As with other cardiac procedures, time matters in arch surgery. Angleitner et al. reported lower long-term mortality in PCAb than in PCAu if the cardiocirculatory arrest exceeded 50 minutes. A meta-analysis by Angeloni et al. showed an increase in mortality in patients with longer times, but only if unilateral protection was used. Based on these findings, the 2022 American guidelines suggest that in cases of cardiocirculatory arrest times over 30 minutes, PCAb may be advantageous.

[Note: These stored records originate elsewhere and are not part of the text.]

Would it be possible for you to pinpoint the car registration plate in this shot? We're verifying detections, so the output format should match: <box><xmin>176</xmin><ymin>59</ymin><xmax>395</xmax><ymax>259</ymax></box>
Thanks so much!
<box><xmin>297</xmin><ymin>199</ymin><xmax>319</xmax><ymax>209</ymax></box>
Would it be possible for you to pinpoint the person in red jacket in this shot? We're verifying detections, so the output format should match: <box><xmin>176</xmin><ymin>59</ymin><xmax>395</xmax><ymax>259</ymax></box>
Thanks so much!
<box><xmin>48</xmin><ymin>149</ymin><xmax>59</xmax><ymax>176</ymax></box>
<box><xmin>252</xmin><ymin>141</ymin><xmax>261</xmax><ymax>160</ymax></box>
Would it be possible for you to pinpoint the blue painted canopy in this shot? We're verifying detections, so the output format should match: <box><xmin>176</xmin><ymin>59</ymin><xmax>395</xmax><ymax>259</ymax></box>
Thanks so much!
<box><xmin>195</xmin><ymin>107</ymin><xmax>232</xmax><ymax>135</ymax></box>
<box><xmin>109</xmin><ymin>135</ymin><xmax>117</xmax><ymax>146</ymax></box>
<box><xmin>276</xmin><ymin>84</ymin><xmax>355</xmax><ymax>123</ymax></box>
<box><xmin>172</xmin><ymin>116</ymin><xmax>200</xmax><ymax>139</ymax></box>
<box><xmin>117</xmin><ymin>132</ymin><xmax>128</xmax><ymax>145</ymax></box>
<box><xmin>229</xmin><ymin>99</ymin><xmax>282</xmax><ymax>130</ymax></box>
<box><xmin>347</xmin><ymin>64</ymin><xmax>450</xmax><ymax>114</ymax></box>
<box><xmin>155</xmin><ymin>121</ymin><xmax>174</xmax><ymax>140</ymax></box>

In my view, this study helps us understand where we stand, where the literature is as of today, and it opens new avenues for analysis. However, its results are inconsistent, owing to a high heterogeneity that prevents extrapolation to clinical practice, a point already emphasized by the authors themselves. The answer to the question posed in the title requires conducting studies that evaluate perfusion techniques by differentiating the type of pathology (acute aortic syndrome vs. aneurysm), conducting a radiological analysis of the Willis polygon anatomy, estimating the crossover rate between PCA techniques, and developing a comprehensive neurological analysis that includes neuroimaging and neurocognitive tests.
REFERENCES:
Abjigitova D, Veen KM, van Tussenbroek G, Mokhles MM, Bekkers JA, Takkenberg JJM, et al. Cerebral protection in aortic arch surgery: systematic review and meta-analysis. Interact Cardiovasc Thorac Surg. 2022 Aug 3;35(3). doi: 10.1093/icvts/ivac128.
Piperata A, Watanabe M, Pernot M, Metras A, Kalscheuer G, Avesani M, et al. Unilateral versus bilateral cerebral perfusion during aortic surgery for acute type A aortic dissection: a multicentre study. Eur J Cardiothorac Surg. 2022 Mar 24;61(4):828-835. doi: 10.1093/ejcts/ezab341.
Song SJ, Kim WK, Kim TH, Song SW. Unilateral versus bilateral antegrade cerebral perfusion during surgical repair for patients with acute type A aortic dissection. JTCVS Open. 2022 May 13;11:37-48. doi: 10.1016/j.xjon.2022.05.006.